Chapter Forty-Eight

Jenny

THE SECOND FLOOR was dark and quiet, the only light and sound coming from the living room. Jenny inched up against a small patch of wall between the staircase and an open door to another room—staying in the hallway as instructed. She closed her eyes to focus her senses on hearing the conversation downstairs.

“What are you doing here?” Mr. Renkin asked whoever it was.

“Seriously? That’s how you’re going to greet me?”

Jenny recognized the voice immediately, and honestly, she should have known the houseguest was Ms. Willoughby. Not every person out in the night was a scary bad guy.

“Sorry,” Mr. Renkin said, the insincerity making it all the way up the stairs to Jenny. “We talked about this. You can’t just show up.”

“You know, that sounds really fucking shady. Is there someone here? Upstairs?” Ms. Willoughby asked, footsteps moving toward the stairs.

Jenny seized before slipping into the first open door. She stayed near the door, out of sight but close enough to listen.

“You can’t always jump to that,” Mr. Renkin scolded her. “Every time you don’t agree with me, you can’t accuse me of cheating. It’s immature.”

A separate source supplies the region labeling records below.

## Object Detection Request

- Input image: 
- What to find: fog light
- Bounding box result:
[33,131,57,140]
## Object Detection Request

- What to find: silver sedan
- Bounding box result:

The footsteps halted. Ms. Willoughby scoffed, “I’m immature? I’m your girlfriend, and not only will you not let me move in, I have to schedule appointments to come over. You want to live this bachelor fantasy, but you’re old and it’s a really pathetic look.”

“Oh, now you’re really changing my mind.”

“Well, something is going to change, because I can’t. I can’t with this. Not again.”

“What are you saying?” he pressed.

“You’ll see,” she said.

Jenny braced herself for things to get really ugly. Mr. Renkin didn’t love being threatened. Would he yell? Would he hurt her?

“Hunter,” he whispered, doing a compete 180. “I don’t like when you get upset. You know you’re my everything.”

“It doesn’t fucking feel like it,” she shot back, but softer and already cracking.

“Come here,” he said. Jenny wished she could see them. Where was this going? She thought of the night in the courtyard at the dance. It felt like a lifetime ago.

“Babe, I made one mistake. I know I hurt you, but it was over ten years ago. I regret it every day,” he insisted.

Ten years ago, Jenny thought. These people were freaking old. Jenny was barely out of diapers ten years ago. Ten years ago. Jenny was three years old ten years ago. When Jenny was three, Virginia still lived at home. Virginia was still in high school when she lived at home. Ten years ago Virginia was still in high school having sex with her math teacher. Even in her exhaustion, and with the horror of what had happened tonight still threatening to crush her, Jenny’s mind led her to the only possible conclusion: Virginia was the mistake, the mistake that had hurt Hunter.